10:50 – 11:10 Joint coffee / tea break and time to socialise within your breakout room
11:10 – 11:20 Causal inference from observational data in aquatic ecosystems
Konrad Philipp Mielke @ Environmental Science, Radboud University Nijmegen

Most statistical methods based on empirical ecological data are not particularly suited to distinguish between true cause-effect relationships and spurious correlations caused by latent variables.

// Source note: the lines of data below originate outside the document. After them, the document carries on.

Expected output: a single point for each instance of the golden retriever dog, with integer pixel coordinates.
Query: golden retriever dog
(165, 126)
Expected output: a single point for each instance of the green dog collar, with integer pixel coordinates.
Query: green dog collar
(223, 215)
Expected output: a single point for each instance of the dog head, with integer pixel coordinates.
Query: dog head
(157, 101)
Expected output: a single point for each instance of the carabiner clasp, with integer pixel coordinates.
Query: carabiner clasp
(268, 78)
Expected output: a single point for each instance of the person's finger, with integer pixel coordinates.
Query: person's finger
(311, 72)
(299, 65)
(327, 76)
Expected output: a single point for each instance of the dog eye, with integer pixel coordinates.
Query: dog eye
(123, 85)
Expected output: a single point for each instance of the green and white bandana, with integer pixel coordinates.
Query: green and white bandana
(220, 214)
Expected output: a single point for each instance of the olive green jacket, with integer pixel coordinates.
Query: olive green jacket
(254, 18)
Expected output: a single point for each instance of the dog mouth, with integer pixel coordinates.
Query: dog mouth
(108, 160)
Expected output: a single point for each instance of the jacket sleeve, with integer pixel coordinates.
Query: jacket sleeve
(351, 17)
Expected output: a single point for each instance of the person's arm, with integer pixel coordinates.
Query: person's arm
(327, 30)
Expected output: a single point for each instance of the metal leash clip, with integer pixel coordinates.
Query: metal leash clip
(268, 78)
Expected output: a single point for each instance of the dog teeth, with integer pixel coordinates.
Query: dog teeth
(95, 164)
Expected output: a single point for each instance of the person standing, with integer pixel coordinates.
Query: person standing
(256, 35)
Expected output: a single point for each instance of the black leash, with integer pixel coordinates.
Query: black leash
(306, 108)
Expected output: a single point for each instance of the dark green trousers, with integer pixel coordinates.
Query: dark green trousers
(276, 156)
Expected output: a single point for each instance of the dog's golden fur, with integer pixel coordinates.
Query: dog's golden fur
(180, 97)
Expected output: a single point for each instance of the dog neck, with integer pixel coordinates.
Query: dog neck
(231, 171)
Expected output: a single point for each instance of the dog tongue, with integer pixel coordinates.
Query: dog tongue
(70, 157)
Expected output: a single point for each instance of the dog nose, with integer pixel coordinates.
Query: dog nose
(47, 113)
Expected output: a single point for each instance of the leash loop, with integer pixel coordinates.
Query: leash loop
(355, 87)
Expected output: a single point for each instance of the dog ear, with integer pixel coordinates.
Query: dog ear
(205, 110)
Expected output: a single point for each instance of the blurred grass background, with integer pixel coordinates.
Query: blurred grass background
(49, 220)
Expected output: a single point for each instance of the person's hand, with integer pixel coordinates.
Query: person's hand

In this talk, we present a newly developed causal discovery algorithm that can be used to infer true cause-effect relationships from empirical observations at different locations of a river network. We further show a causal network of multiple in-stream factors, including physiography, water chemistry, physical habitat quality, and toxic pressure, to explain differences in community integrity of fish and invertebrates at monitoring sites of rivers in the US state of Ohio.
11:20 – 11:30 Upscaling impacts of land use on biodiversity
Hadassa Moreira @ Environmental Science, Radboud University Nijmegen

Land use is one of the key drivers of biodiversity loss globally. Yet, quantifying land-use impacts consistently across different spatial scales remains a challenge. We developed a generally applicable and flexible method to estimate global species loss from site-level monitoring data on species richness responses to land use. With this method, we can estimate cross-scale biodiversity impacts of specific land-use types in specific regions, which can in turn be used to prioritize management and conservation and reduce product footprints.
11:30 – 11:40 Facilitative interactions across tropical coastal habitats in a transforming world
Sara Pino Cobacho @ Aquatic Ecology and Water Quality Management, Wageningen University

Tropical coastal habitats such as mangrove forests, seagrass meadows and coral reefs form a complex interaction network on which biodiversity, societies, and climate depend. These interactions amplify the combined ecological performance of the individual habitats, thus influencing their productivity and resilience. However, these habitats are in rapid decline due to various anthropogenic and climate-driven environmental pressures. Through a literature review, we have synthetized those biogeochemical interactions affected most by anthropogenic pressures. We also found evidence of potential interactions that have not been explored yet, and that may open up unique research opportunities.